Der durchdringende Schrei der Verdammten klang durch das Tal und jagte Garrido einen Schauder über den Rücken. Er warf einen Blick zurück auf die Ansammlung alter Steine, die die einzigen Zeugen von Estebans Richtspruch waren. Er spürte den Umriss des Kreuzfragments unter seinem Konquistadorengewand und dachte für einen Moment darüber nach, eine Expedition zur Suche nach den anderen drei Teilen des Kreuzes – und zu dem Gold, in dessen Richtung es wies – zu organisieren. Er sah zu den entsetzen Männern seines Gefolges und besann sich eines Besseren.
Er hatte einen Pakt geschlossen, und den galt es zu würdigen.

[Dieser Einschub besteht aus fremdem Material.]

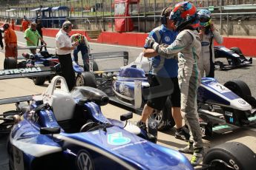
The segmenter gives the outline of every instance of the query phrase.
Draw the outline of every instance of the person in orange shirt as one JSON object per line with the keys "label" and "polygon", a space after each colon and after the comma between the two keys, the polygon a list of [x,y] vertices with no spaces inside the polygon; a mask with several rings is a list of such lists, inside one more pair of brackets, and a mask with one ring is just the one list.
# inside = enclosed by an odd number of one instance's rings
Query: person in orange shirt
{"label": "person in orange shirt", "polygon": [[14,57],[17,60],[17,35],[14,30],[10,27],[9,24],[4,24],[4,38],[5,42],[5,58]]}
{"label": "person in orange shirt", "polygon": [[12,18],[12,29],[14,30],[14,19]]}
{"label": "person in orange shirt", "polygon": [[27,20],[27,18],[24,18],[22,23],[22,31],[24,32],[27,28],[30,22]]}

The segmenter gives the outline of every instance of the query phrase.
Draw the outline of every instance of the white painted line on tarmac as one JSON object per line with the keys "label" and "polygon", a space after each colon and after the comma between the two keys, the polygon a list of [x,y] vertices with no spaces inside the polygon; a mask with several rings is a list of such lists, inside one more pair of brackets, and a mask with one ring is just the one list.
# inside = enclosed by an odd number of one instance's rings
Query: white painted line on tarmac
{"label": "white painted line on tarmac", "polygon": [[[20,34],[23,33],[21,32],[16,32],[16,33],[19,33]],[[48,37],[48,36],[45,36],[47,37],[47,38],[52,38],[52,39],[55,39],[54,37]],[[114,44],[100,44],[100,43],[94,43],[94,42],[90,42],[90,44],[96,44],[96,45],[104,45],[104,46],[111,46],[111,47],[127,47],[127,48],[131,48],[131,49],[139,49],[139,50],[142,50],[143,49],[142,47],[130,47],[130,46],[123,46],[123,45],[114,45]],[[54,49],[55,50],[55,49]]]}
{"label": "white painted line on tarmac", "polygon": [[[21,33],[21,32],[16,32],[16,33]],[[48,36],[45,36],[47,37],[47,38],[52,38],[52,39],[55,39],[54,37],[48,37]],[[25,43],[23,43],[23,42],[19,42],[19,43],[22,43],[22,44],[25,44]],[[131,49],[139,49],[139,50],[141,50],[141,49],[143,49],[142,47],[130,47],[130,46],[122,46],[122,45],[114,45],[114,44],[100,44],[100,43],[93,43],[93,42],[90,42],[90,44],[96,44],[96,45],[104,45],[104,46],[111,46],[111,47],[127,47],[127,48],[131,48]],[[55,50],[55,49],[53,48],[47,48],[47,49],[50,49],[51,50]],[[256,60],[256,58],[252,58],[253,60]]]}

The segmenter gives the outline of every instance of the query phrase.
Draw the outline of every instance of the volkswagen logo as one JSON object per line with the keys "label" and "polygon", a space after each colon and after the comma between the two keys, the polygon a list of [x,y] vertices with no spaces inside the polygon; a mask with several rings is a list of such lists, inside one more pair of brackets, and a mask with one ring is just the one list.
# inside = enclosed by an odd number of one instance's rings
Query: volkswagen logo
{"label": "volkswagen logo", "polygon": [[239,100],[238,102],[241,104],[246,104],[246,103],[244,101]]}
{"label": "volkswagen logo", "polygon": [[89,153],[85,150],[80,151],[76,157],[76,166],[79,170],[93,170],[93,163]]}

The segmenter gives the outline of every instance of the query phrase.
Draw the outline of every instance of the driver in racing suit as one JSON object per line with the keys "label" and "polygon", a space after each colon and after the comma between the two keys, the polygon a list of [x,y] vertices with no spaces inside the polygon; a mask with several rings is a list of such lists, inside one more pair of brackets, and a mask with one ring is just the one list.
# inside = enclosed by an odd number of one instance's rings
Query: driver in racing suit
{"label": "driver in racing suit", "polygon": [[191,163],[198,164],[204,154],[202,134],[198,122],[197,92],[200,76],[197,61],[201,50],[201,43],[196,27],[198,27],[197,9],[193,4],[183,1],[177,4],[171,13],[170,18],[175,22],[177,30],[180,33],[175,41],[166,47],[160,45],[151,38],[147,38],[146,44],[157,53],[170,58],[171,54],[178,53],[178,80],[181,92],[181,114],[188,126],[190,139],[188,145],[179,151],[193,153]]}
{"label": "driver in racing suit", "polygon": [[221,44],[223,38],[216,30],[214,24],[211,23],[210,11],[200,10],[198,12],[198,16],[200,21],[199,34],[202,45],[198,67],[201,77],[203,77],[203,73],[206,72],[206,77],[214,78],[214,40]]}

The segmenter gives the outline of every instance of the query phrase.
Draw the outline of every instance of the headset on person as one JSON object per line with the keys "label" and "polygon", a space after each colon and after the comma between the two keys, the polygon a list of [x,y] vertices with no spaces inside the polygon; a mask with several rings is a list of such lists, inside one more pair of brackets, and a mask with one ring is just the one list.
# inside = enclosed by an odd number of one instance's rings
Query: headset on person
{"label": "headset on person", "polygon": [[68,28],[69,28],[69,26],[70,26],[70,25],[65,25],[65,26],[63,27],[63,29],[65,30],[68,30]]}
{"label": "headset on person", "polygon": [[161,24],[167,24],[167,18],[166,18],[166,15],[165,13],[165,10],[168,9],[168,7],[165,7],[165,9],[163,10],[161,13]]}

In jedem anderen Jahr würde der Fuß der kupfergefärbten Sandsteinklippen in der sengenden Hitze des Spätaugusts schillern und mit der verdorrten Erde verschwimmen. Doch in diesem Sommer kam die Regenzeit ungewöhnlich früh und heftig und bewegte die Sandfläche des Canyonrands. Im unablässig starken Regen waren Schlammlawinen über die Felswände hinabgestürzt und hatten Treibsandteppiche gebildet, die einen Geländewagen im Nu verschlingen konnten. Und den silbernen Streifen am düsteren Himmel nach zu urteilen, würde es nicht so bald besser werden.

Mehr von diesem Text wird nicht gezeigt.